Newsletter Autumn 2009

Autumn is usually a time of decline and hibernation, but for Independent Rehabilitation Services (IRS), this is a time of growth, expansion and development of our service. With the addition of two new members to the team, we are now in a position to offer the multidisciplinary model, generally accepted to be the most effective and cost efficient model of rehabilitation for neurological disorders.

In the early stages of rehabilitation, the provision of services is fragmentary and often involves a medical approach. With the reduction of a need for medical interventions, the next stage is social rehabilitation, the fullest integration into social functioning. Social rehabilitation requires a multidisciplinary approach. However, the cognitive, physical and emotional/behavioural deficits following on from neurological problems will require an approach quite different from the medical model. The core professionals are often the Occupational Therapist and the Neuropsychologist who, in the development of functional and behavioural programmes will assess all areas of cognitive and behavioural deficit. They will recognise that input from other professionals such as a Physiotherapist and/or a Speech and Language Therapist is required and will work collaboratively.

With the expansion of our team, Independent Rehabilitation Services can now provide a wide range of occupational therapy and neuropsychology skills and experience.

Angela Gordon, BSc (Hons). MSc. in Occupational Therapy writes:-

I am really excited at joining the Independent Rehabilitation Services team as a Neurological Specialist Occupational Therapist. My specialism is neurological rehabilitation and over the last eight years I have developed my knowledge and skills in this area. I have expertise in assessing many clients who have experienced strokes, traumatic and acquired brain injury and other neurological disorders. I provide therapy which promotes and maintains functional independence and quality of life. My case load over the years has often included clients who have complex needs. My responsibilities have also included the preparation of comprehensive reports. I have maintained efficient and close liaison with a wide range of professionals employed within and outside the National Health Service. I have dealt with complex continuing care needs and I understand how difficult this process can be for clients and carers.
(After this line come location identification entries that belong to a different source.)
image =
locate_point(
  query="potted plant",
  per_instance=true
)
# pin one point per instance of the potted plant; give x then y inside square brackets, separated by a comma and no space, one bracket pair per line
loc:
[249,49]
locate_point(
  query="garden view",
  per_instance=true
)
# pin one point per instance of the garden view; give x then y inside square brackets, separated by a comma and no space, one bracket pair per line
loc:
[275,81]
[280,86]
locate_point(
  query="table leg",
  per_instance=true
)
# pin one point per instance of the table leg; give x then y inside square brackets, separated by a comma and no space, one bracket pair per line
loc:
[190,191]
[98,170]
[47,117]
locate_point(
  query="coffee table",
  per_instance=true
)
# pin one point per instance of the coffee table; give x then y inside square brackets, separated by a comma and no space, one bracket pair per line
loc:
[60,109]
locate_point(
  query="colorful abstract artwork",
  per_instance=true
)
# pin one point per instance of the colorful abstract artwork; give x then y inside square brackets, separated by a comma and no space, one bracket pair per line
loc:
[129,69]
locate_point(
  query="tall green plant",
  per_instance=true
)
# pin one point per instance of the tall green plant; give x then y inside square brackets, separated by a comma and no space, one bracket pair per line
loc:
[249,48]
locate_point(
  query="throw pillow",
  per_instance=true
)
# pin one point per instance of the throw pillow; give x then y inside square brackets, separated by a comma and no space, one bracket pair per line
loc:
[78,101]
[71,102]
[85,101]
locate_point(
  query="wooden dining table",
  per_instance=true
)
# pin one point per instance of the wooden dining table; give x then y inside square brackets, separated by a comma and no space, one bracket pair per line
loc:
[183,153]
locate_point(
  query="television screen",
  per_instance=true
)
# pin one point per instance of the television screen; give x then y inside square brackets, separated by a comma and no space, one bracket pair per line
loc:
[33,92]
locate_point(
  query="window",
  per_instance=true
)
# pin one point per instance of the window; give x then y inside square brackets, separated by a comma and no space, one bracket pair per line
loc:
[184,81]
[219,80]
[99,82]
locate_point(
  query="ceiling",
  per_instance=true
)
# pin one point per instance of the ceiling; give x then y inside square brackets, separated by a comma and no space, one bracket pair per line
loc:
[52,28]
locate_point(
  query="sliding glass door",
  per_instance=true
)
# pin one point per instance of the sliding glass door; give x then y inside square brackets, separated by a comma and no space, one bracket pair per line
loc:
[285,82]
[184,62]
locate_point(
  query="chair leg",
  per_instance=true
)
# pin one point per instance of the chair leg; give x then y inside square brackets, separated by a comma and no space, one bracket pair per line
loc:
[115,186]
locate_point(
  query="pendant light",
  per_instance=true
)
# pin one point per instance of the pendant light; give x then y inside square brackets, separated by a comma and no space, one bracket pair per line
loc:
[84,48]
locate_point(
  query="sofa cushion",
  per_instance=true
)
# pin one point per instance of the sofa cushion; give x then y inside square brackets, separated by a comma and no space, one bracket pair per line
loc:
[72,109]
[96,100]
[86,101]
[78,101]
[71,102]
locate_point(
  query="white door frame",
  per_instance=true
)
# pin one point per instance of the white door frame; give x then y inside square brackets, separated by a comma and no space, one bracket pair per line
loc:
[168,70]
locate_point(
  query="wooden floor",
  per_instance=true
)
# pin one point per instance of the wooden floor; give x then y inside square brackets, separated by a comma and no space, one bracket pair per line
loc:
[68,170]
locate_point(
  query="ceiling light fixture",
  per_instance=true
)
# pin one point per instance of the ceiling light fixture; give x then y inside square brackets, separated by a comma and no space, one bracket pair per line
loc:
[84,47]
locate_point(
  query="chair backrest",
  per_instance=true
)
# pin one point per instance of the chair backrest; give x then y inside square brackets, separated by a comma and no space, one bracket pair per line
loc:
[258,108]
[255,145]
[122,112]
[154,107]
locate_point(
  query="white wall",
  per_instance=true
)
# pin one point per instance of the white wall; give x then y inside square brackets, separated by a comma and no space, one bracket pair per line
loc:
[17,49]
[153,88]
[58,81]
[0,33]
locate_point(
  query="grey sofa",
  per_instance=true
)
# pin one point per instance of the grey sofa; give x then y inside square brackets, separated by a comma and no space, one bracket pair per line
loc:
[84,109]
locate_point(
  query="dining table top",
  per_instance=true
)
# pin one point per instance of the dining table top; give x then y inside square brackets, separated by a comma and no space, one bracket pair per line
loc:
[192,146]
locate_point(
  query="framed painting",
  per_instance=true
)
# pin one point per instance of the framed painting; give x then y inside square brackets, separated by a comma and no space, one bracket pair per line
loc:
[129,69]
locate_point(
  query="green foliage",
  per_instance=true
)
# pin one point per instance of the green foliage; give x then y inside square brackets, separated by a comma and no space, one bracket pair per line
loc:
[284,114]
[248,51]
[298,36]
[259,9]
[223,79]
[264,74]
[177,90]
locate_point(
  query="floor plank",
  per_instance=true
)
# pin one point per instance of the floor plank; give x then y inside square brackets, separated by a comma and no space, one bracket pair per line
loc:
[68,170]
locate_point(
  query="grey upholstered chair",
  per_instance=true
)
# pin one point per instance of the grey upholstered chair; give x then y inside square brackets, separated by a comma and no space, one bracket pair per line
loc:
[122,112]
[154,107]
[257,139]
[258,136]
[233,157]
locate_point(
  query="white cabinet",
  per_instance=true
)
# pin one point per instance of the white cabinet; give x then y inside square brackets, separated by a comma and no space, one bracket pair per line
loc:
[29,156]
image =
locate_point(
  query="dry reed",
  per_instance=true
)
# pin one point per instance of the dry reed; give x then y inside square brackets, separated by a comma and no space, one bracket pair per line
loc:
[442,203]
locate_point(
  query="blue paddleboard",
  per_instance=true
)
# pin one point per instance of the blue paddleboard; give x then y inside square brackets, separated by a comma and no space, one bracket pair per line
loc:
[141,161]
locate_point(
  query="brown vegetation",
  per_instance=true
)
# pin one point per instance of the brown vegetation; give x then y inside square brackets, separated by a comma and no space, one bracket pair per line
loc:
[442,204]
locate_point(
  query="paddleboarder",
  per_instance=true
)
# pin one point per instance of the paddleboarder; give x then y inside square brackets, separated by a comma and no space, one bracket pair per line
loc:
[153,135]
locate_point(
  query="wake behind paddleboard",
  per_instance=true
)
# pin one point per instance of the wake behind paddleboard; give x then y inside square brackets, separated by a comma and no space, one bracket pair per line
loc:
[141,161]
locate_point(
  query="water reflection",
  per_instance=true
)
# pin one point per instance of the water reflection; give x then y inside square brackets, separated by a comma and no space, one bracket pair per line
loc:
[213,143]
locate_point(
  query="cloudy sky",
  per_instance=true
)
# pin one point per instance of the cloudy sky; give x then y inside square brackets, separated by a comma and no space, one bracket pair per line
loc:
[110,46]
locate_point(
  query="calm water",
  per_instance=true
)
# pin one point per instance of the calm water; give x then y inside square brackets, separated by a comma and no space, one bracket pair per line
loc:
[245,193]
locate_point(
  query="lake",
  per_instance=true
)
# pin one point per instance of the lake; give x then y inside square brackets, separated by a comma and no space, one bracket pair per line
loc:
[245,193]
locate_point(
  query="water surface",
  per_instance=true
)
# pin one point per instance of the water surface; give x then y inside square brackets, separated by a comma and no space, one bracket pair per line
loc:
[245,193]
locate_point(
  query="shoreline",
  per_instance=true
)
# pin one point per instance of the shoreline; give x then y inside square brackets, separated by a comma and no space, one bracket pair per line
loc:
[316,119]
I have been an occupational therapist for almost twelve years and I have experience in working in a number of other specialities including acute medicine, general surgery and trauma orthopaedics. I have recently attained a Master’s degree in Occupational Therapy, and I look forward to new and exciting challenges.

Ian Fussey, Consultant Psychologist writes:-

I am a Consultant Psychologist with 26 years experience. Qualifying in 1983 via St George’s Hospital Medical School and the Royal Free Hospital, London, I completed post-qualification training in Chicago and Los Angeles, subsequently working in the fields of medical psychology and neurorehabilitation. My particular interests are adjustment to medical/neurological conditions, and personal and family adjustment to relationship or sexual dysfunction following long term disability. I am experienced in preparing reports and giving evidence in Court in cases of personal injury litigation, and I am the co-author of two books on multidisciplinary neurorehabilitation.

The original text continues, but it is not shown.